En Marenas hay autenticidad (uso poco esta palabra tan manida, pero hay veces que debo usarla porque no hay otra más precisa) y un gusto, muy poco frecuente, por el detalle. El nombre de cada vino, la selección y proporción de las uvas, los dibujos que ilustran las etiquetas, el corcho,… todo responde a una intención, todo encaja en un proyecto, en una forma de beber y de vivir. ¿Y cómo no se va a reflejar todo esto en el vino?
El vino de José Miguel es un vino vivo, como aquel de mi infancia, como ese que me gustaría beber todos los días con mi familia y con mis amigos.
Lástima que ya no se le nombre así, pero incluso para los que no somos creyentes hay sábados que sólo pueden ser sábados de gloria.
Querido José Máría, hace un rato, mientras cortaba unas lascas de jamón, fui degustando en Pedro Ximenez que traje de Córdoba hace tres años; de barrica provenía y su solera ha aumentado con el tiempo. Ello, unido a la sabrosa fabada que ha preparado Lola, nos ha permitido recuperar la «siesta» perdida que tanto añoraba. Un día tranquilo de Sábado de Gloria, ante la lluvia moderada que ha cubierto los cielos de Andalucía en esta Semana Santa.
Da gusto leerte amigo, y confirmar, una vez más, que, a pesar del ruido, hay gente que sabe vivir. Un abrazo.
La mañana de mi sábado de gloria transcurrió en el mercado de Triana, mientras la Esperanza regresaba por el puente, en silencio, como si llegara tarde a casa. En fin cosas de los que mandan en la Semana Santa de Sevilla, o lo pretenden. Después de la compra, a la abacería casa Zapato, en la esquina de San Jorge con Callao, que desde aquí recomiendo de corazón, por el trato, el ambiente, sus viandas y su vino de la casa (un tinto extremeño de agradabilísimo sabor). Rematé el día, recogiendo las túnicas sin usar de mis niños de la hermandad de la O y rebozando en azúcar los rosquillos fritos que iba haciendo mi mujer. Dada la tregua de la lluvia, rematamos el sábado viendo a la Soledad de San Lorenzo, dejar atrás a la Giralda, las nubes, el viento, las sillitas portátiles de las narices, las latas, las cáscaras de las pipas y el acoso de los 7 millones de dispositivos electrónicos (esmarfones y demás) que pretendían enlatar digitalmente y colgar en 40.000 redes sociales lo que únicamente puedes ver, oir y sentir.
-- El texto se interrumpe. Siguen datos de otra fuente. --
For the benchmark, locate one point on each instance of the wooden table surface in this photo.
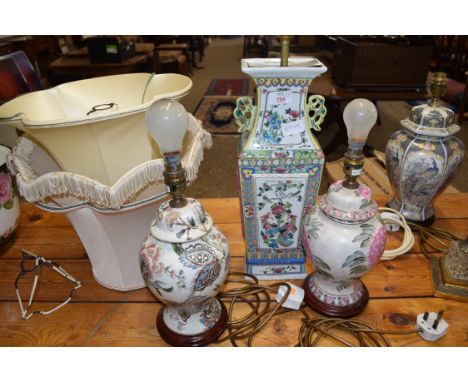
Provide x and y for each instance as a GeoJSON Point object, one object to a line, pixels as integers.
{"type": "Point", "coordinates": [399, 289]}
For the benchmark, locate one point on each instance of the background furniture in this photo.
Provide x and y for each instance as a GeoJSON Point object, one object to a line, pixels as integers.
{"type": "Point", "coordinates": [336, 98]}
{"type": "Point", "coordinates": [399, 289]}
{"type": "Point", "coordinates": [17, 76]}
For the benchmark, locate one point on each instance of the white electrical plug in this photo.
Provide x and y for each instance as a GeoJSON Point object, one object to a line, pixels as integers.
{"type": "Point", "coordinates": [432, 325]}
{"type": "Point", "coordinates": [295, 297]}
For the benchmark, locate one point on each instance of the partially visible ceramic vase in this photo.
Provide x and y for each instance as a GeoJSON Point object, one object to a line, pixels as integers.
{"type": "Point", "coordinates": [9, 202]}
{"type": "Point", "coordinates": [423, 157]}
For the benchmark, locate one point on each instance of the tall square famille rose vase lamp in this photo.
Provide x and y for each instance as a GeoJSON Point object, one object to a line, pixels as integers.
{"type": "Point", "coordinates": [280, 162]}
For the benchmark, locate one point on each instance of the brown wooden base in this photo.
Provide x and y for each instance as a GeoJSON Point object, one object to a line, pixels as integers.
{"type": "Point", "coordinates": [333, 310]}
{"type": "Point", "coordinates": [201, 339]}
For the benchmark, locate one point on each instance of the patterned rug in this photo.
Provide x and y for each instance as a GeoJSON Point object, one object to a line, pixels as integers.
{"type": "Point", "coordinates": [229, 87]}
{"type": "Point", "coordinates": [216, 114]}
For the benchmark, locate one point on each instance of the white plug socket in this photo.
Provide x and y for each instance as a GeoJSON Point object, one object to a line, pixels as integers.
{"type": "Point", "coordinates": [430, 331]}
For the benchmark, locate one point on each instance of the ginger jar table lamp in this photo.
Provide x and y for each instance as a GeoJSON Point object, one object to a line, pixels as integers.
{"type": "Point", "coordinates": [344, 236]}
{"type": "Point", "coordinates": [280, 162]}
{"type": "Point", "coordinates": [185, 258]}
{"type": "Point", "coordinates": [422, 158]}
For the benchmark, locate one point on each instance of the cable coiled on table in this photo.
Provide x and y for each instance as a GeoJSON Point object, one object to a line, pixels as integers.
{"type": "Point", "coordinates": [313, 329]}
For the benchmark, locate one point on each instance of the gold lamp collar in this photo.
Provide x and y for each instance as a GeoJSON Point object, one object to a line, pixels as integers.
{"type": "Point", "coordinates": [438, 87]}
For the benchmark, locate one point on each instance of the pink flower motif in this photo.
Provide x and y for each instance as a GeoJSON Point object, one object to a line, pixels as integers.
{"type": "Point", "coordinates": [364, 191]}
{"type": "Point", "coordinates": [294, 114]}
{"type": "Point", "coordinates": [277, 209]}
{"type": "Point", "coordinates": [5, 187]}
{"type": "Point", "coordinates": [377, 246]}
{"type": "Point", "coordinates": [151, 255]}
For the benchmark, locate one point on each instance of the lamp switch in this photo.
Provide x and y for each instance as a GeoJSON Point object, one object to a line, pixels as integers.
{"type": "Point", "coordinates": [432, 325]}
{"type": "Point", "coordinates": [294, 299]}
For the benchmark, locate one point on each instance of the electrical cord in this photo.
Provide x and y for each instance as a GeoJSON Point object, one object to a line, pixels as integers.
{"type": "Point", "coordinates": [408, 237]}
{"type": "Point", "coordinates": [313, 329]}
{"type": "Point", "coordinates": [430, 238]}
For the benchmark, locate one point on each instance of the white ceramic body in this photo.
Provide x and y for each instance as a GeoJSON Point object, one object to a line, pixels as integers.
{"type": "Point", "coordinates": [186, 277]}
{"type": "Point", "coordinates": [341, 253]}
{"type": "Point", "coordinates": [9, 203]}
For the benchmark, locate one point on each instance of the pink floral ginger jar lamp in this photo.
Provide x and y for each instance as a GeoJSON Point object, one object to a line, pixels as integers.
{"type": "Point", "coordinates": [344, 236]}
{"type": "Point", "coordinates": [185, 258]}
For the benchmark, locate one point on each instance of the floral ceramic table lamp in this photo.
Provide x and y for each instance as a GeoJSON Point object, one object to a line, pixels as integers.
{"type": "Point", "coordinates": [185, 258]}
{"type": "Point", "coordinates": [280, 162]}
{"type": "Point", "coordinates": [344, 236]}
{"type": "Point", "coordinates": [424, 156]}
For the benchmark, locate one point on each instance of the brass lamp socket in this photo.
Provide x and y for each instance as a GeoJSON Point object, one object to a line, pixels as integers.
{"type": "Point", "coordinates": [175, 180]}
{"type": "Point", "coordinates": [438, 87]}
{"type": "Point", "coordinates": [353, 164]}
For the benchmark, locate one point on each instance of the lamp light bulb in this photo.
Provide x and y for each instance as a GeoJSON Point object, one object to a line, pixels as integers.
{"type": "Point", "coordinates": [167, 122]}
{"type": "Point", "coordinates": [359, 117]}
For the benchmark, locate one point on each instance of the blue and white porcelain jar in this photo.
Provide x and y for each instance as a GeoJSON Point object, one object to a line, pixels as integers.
{"type": "Point", "coordinates": [422, 158]}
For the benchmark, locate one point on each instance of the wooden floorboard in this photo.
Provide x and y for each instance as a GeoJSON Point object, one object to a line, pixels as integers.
{"type": "Point", "coordinates": [125, 324]}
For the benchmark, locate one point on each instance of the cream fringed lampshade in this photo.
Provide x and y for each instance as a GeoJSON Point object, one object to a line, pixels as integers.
{"type": "Point", "coordinates": [95, 127]}
{"type": "Point", "coordinates": [101, 169]}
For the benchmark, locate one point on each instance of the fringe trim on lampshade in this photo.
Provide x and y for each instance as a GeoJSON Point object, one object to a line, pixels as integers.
{"type": "Point", "coordinates": [65, 184]}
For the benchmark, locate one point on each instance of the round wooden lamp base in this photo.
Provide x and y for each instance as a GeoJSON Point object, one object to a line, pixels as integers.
{"type": "Point", "coordinates": [333, 310]}
{"type": "Point", "coordinates": [202, 339]}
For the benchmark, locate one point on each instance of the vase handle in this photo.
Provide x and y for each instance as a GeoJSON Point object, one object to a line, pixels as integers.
{"type": "Point", "coordinates": [244, 113]}
{"type": "Point", "coordinates": [316, 103]}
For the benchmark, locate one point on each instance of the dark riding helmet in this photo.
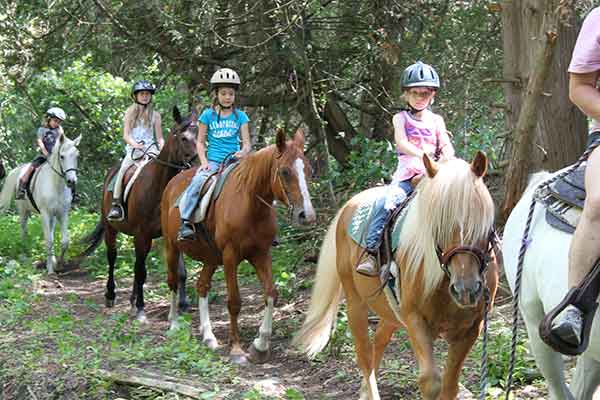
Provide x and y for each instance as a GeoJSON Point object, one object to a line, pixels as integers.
{"type": "Point", "coordinates": [225, 77]}
{"type": "Point", "coordinates": [141, 86]}
{"type": "Point", "coordinates": [420, 74]}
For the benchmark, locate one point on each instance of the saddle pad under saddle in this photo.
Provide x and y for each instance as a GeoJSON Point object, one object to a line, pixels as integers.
{"type": "Point", "coordinates": [564, 199]}
{"type": "Point", "coordinates": [365, 213]}
{"type": "Point", "coordinates": [113, 180]}
{"type": "Point", "coordinates": [214, 187]}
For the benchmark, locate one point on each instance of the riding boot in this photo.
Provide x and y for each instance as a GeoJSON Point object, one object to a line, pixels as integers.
{"type": "Point", "coordinates": [187, 231]}
{"type": "Point", "coordinates": [116, 213]}
{"type": "Point", "coordinates": [569, 326]}
{"type": "Point", "coordinates": [22, 188]}
{"type": "Point", "coordinates": [368, 265]}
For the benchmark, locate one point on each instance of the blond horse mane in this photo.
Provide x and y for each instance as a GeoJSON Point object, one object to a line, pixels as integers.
{"type": "Point", "coordinates": [454, 200]}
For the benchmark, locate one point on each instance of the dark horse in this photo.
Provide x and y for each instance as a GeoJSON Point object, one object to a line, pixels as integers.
{"type": "Point", "coordinates": [143, 209]}
{"type": "Point", "coordinates": [242, 224]}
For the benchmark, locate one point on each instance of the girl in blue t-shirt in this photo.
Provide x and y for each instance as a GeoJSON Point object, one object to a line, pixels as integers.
{"type": "Point", "coordinates": [220, 126]}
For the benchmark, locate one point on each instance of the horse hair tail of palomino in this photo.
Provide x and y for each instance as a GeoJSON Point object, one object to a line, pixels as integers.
{"type": "Point", "coordinates": [92, 240]}
{"type": "Point", "coordinates": [326, 296]}
{"type": "Point", "coordinates": [9, 188]}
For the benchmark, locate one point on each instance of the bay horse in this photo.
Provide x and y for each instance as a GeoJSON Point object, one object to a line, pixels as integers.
{"type": "Point", "coordinates": [143, 210]}
{"type": "Point", "coordinates": [441, 260]}
{"type": "Point", "coordinates": [543, 286]}
{"type": "Point", "coordinates": [242, 224]}
{"type": "Point", "coordinates": [52, 195]}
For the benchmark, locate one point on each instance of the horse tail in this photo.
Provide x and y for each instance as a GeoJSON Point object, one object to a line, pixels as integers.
{"type": "Point", "coordinates": [92, 240]}
{"type": "Point", "coordinates": [9, 188]}
{"type": "Point", "coordinates": [325, 298]}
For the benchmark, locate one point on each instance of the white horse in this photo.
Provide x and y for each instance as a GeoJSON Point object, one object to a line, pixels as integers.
{"type": "Point", "coordinates": [52, 193]}
{"type": "Point", "coordinates": [543, 285]}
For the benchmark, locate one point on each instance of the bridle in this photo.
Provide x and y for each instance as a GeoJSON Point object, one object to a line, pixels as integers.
{"type": "Point", "coordinates": [483, 257]}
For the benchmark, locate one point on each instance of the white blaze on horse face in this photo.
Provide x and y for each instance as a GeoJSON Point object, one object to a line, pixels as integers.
{"type": "Point", "coordinates": [309, 211]}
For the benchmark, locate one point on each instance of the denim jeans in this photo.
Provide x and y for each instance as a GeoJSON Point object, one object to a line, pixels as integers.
{"type": "Point", "coordinates": [189, 199]}
{"type": "Point", "coordinates": [395, 194]}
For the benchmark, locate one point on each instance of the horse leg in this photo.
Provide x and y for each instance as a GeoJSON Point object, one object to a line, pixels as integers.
{"type": "Point", "coordinates": [234, 304]}
{"type": "Point", "coordinates": [142, 247]}
{"type": "Point", "coordinates": [358, 312]}
{"type": "Point", "coordinates": [457, 352]}
{"type": "Point", "coordinates": [48, 228]}
{"type": "Point", "coordinates": [202, 287]}
{"type": "Point", "coordinates": [174, 259]}
{"type": "Point", "coordinates": [110, 240]}
{"type": "Point", "coordinates": [260, 350]}
{"type": "Point", "coordinates": [430, 382]}
{"type": "Point", "coordinates": [182, 277]}
{"type": "Point", "coordinates": [549, 362]}
{"type": "Point", "coordinates": [63, 220]}
{"type": "Point", "coordinates": [586, 379]}
{"type": "Point", "coordinates": [383, 335]}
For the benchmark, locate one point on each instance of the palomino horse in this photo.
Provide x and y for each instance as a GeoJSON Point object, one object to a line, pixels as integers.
{"type": "Point", "coordinates": [52, 195]}
{"type": "Point", "coordinates": [543, 286]}
{"type": "Point", "coordinates": [441, 260]}
{"type": "Point", "coordinates": [242, 224]}
{"type": "Point", "coordinates": [143, 209]}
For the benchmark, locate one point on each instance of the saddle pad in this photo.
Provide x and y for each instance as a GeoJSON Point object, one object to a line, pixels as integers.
{"type": "Point", "coordinates": [214, 189]}
{"type": "Point", "coordinates": [357, 229]}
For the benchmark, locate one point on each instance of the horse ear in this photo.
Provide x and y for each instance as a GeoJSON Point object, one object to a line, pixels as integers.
{"type": "Point", "coordinates": [177, 115]}
{"type": "Point", "coordinates": [280, 140]}
{"type": "Point", "coordinates": [479, 164]}
{"type": "Point", "coordinates": [299, 139]}
{"type": "Point", "coordinates": [431, 166]}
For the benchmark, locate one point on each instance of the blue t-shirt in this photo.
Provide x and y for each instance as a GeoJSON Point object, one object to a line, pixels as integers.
{"type": "Point", "coordinates": [223, 134]}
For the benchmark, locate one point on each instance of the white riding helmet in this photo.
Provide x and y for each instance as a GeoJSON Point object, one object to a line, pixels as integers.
{"type": "Point", "coordinates": [225, 77]}
{"type": "Point", "coordinates": [56, 112]}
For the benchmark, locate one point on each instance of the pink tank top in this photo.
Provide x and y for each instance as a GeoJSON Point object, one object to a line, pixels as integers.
{"type": "Point", "coordinates": [586, 55]}
{"type": "Point", "coordinates": [424, 134]}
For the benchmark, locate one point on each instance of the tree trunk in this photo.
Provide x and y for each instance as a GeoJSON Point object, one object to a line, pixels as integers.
{"type": "Point", "coordinates": [560, 132]}
{"type": "Point", "coordinates": [552, 133]}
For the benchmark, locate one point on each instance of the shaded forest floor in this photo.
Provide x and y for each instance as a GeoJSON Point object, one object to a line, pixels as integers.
{"type": "Point", "coordinates": [54, 347]}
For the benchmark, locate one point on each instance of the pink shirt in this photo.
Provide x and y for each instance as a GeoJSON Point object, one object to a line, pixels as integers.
{"type": "Point", "coordinates": [424, 134]}
{"type": "Point", "coordinates": [586, 55]}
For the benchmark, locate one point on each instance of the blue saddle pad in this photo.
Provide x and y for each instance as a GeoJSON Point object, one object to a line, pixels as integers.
{"type": "Point", "coordinates": [365, 212]}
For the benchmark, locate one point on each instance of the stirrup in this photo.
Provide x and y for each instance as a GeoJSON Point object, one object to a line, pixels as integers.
{"type": "Point", "coordinates": [584, 298]}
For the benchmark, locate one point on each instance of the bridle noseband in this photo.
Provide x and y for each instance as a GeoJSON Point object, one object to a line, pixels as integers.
{"type": "Point", "coordinates": [483, 257]}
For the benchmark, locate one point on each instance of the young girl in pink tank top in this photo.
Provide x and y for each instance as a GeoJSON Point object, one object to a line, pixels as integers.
{"type": "Point", "coordinates": [417, 131]}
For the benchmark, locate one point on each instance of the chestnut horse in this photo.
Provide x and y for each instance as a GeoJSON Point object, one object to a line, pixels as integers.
{"type": "Point", "coordinates": [242, 225]}
{"type": "Point", "coordinates": [441, 260]}
{"type": "Point", "coordinates": [143, 209]}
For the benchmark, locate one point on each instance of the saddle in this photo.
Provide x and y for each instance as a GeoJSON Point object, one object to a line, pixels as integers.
{"type": "Point", "coordinates": [563, 199]}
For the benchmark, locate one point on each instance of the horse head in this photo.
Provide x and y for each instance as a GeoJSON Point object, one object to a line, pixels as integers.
{"type": "Point", "coordinates": [64, 159]}
{"type": "Point", "coordinates": [180, 146]}
{"type": "Point", "coordinates": [291, 178]}
{"type": "Point", "coordinates": [456, 212]}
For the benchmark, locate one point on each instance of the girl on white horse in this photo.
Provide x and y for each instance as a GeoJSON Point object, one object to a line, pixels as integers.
{"type": "Point", "coordinates": [142, 132]}
{"type": "Point", "coordinates": [47, 136]}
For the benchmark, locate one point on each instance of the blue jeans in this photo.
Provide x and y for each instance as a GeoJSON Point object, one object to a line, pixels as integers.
{"type": "Point", "coordinates": [395, 194]}
{"type": "Point", "coordinates": [189, 199]}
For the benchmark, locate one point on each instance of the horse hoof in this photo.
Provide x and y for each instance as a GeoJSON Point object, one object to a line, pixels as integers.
{"type": "Point", "coordinates": [239, 359]}
{"type": "Point", "coordinates": [257, 356]}
{"type": "Point", "coordinates": [211, 343]}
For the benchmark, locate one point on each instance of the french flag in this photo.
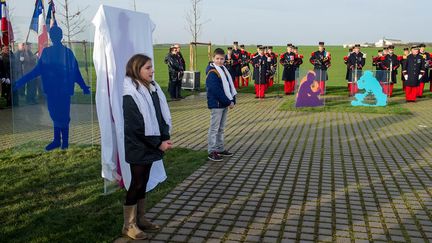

[…] me ocurrió con el fabuloso Cerro Encinas, e inspirado por el largo idilio que mantengo con Barbazul, a la segunda botella de Garum ya estaba […]
[…] a la Montilla de mi infancia, la que retraté en Vino Vivo. Regresé a las bodegas de Moriles en las que mi padre me dejaba mojar los labios en un medio y […]
[…] Vino vivo / domingo, 31.3.13 […]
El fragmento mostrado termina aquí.